Table 4: Four major categories of stored values

| Category        | Description                                                                                 | Major<br>related<br>features                   | Average<br>SDC<br>proneness |
|-----------------|---------------------------------------------------------------------------------------------|------------------------------------------------|-----------------------------|
| Addr<br>NoCmp   | The stored value is used in<br>calculating memory addresses<br>but not comparison results   | Data width                                     | 22.82%                      |
| Addr<br>Cmp     | The stored value is used in calculating both memory addresses and comparison results        | Data width<br>and control<br>flow<br>deviation | 48.17%                      |
| Cmp<br>NoAddr   | The stored value is used in calculating comparison results but not memory addresses         | Resilient or<br>Unresilient<br>comparison      | 67.25%                      |
| NoCmp<br>NoAddr | The stored value is neither used<br>in memory address calculation<br>nor comparison results | Used in output or not                          | 56.41%                      |

proneness of the result of an instruction will propagate to its source operands unless it is one of the operations listed in Table 2, in which case, the SDC proneness of the source operands will decrease by a certain extent, as listed in Table 3 to model the effect of masking. The values in Table 3 are based on our fault injection experiments.

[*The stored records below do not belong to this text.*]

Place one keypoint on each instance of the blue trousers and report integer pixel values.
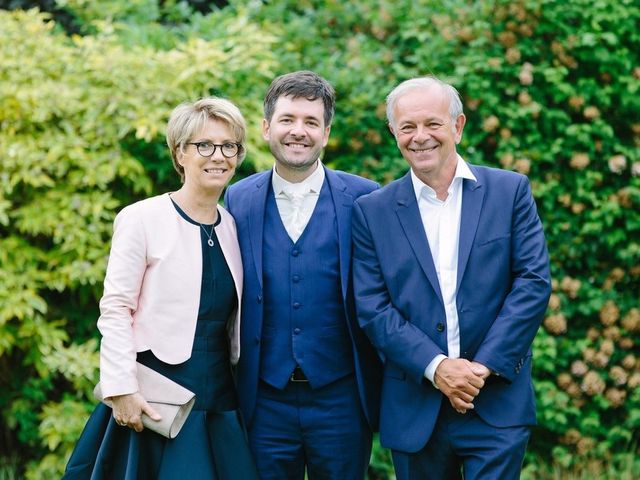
(323, 431)
(463, 445)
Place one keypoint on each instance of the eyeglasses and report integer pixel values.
(207, 149)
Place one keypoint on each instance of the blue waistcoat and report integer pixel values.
(304, 318)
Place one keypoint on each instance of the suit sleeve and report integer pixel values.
(511, 334)
(123, 280)
(397, 339)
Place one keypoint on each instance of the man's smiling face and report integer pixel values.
(296, 133)
(425, 132)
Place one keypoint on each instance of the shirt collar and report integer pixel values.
(462, 172)
(313, 182)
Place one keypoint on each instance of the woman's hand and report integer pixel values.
(128, 410)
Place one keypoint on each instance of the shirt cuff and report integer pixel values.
(430, 371)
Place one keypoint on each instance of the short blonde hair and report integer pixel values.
(188, 118)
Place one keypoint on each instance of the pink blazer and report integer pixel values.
(152, 289)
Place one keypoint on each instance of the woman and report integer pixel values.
(171, 302)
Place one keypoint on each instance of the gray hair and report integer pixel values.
(455, 103)
(188, 118)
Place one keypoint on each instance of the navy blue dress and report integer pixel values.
(212, 443)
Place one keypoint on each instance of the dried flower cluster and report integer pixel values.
(556, 324)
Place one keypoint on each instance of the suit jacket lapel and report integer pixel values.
(409, 216)
(256, 220)
(342, 203)
(472, 198)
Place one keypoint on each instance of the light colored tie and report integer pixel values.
(295, 222)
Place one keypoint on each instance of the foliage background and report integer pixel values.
(551, 89)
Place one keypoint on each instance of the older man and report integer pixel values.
(451, 276)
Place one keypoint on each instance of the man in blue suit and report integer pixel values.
(308, 378)
(451, 276)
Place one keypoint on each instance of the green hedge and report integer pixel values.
(551, 89)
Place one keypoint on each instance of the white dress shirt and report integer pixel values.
(296, 201)
(441, 222)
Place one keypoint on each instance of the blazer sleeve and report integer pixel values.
(512, 333)
(397, 339)
(125, 271)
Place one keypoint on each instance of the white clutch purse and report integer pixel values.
(173, 402)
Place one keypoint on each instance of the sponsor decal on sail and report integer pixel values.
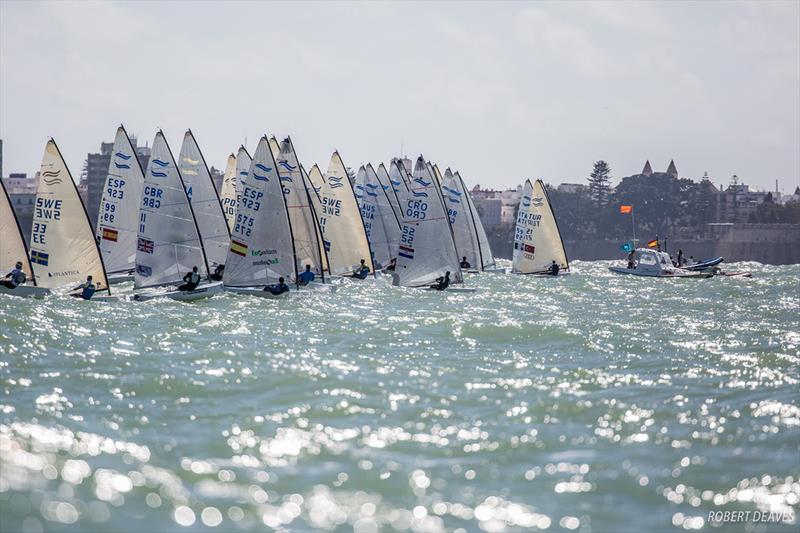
(40, 258)
(110, 234)
(239, 248)
(145, 245)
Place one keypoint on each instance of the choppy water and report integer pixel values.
(593, 402)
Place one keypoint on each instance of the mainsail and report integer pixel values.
(391, 193)
(205, 202)
(302, 216)
(227, 195)
(537, 241)
(63, 247)
(343, 230)
(262, 248)
(487, 258)
(243, 161)
(118, 219)
(12, 244)
(169, 243)
(427, 249)
(380, 222)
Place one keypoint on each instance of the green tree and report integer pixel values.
(600, 183)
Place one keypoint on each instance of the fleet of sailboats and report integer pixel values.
(169, 230)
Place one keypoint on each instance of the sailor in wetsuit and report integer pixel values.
(278, 288)
(218, 272)
(192, 280)
(15, 278)
(306, 276)
(362, 271)
(86, 289)
(442, 283)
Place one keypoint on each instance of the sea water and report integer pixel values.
(591, 402)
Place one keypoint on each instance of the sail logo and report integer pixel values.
(145, 245)
(40, 258)
(51, 178)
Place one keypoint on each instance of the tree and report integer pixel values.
(600, 183)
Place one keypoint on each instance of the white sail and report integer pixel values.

Then, the question left is how to estimate the SDC proneness of store and comparison instructions. This is addressed in the following two subsections.

## 3.2 Heuristics for Store Operations

In this subsection, we examine the SDC proneness of store instructions, as this is one of the two categories of instructions used to estimate the SDC proneness of every instruction in the program. Through our fault injection study in Section 2, we found the SDC proneness of store instructions depends on how the stored value is used in the program. Therefore, we categorized the stores into four types according to their usage in memory addresses and comparisons, as shown in Table 4. For each of the categories, we found that the SDC proneness is dependent on a specific feature of that category, which is also shown in Table 4. For example, in the *Cmp NoAddr* category, the SDC proneness of the store is determined by whether the value results in the comparison result being flipped, thus causing the wrong fork of the branch to be taken. Figure 1a shows the average SDC proneness of the four categories, and the associated feature for each of the categories.

We now examine each of the four categories in detail.

HS1: Addr NoCmp stored values have low SDC proneness in general, as shown in Table 4.

This is because faults in such values are highly likely to propagate to addresses of other loads and stores, which would likely result in the application crashing due to a segmentation fault, especially for those values that are wider than 32 bits (see Figure 1a).

Figure 2a shows an example of this category, where a fault in the destination register of i-3 in (line 3) results in a system crash upon pointer dereference.

HS2: Addr Cmp stored values usually have higher SDC proneness than Addr NoCmp.

As shown in Figure 1a, by propagating the fault to the comparison instruction, *Addr Cmp* values may change the control flow and elide the pointer dereference, which would have crashed the application otherwise. This decreases the probability of a crash, thereby



(a) Effects of major related features for each of the four major categories of stored values.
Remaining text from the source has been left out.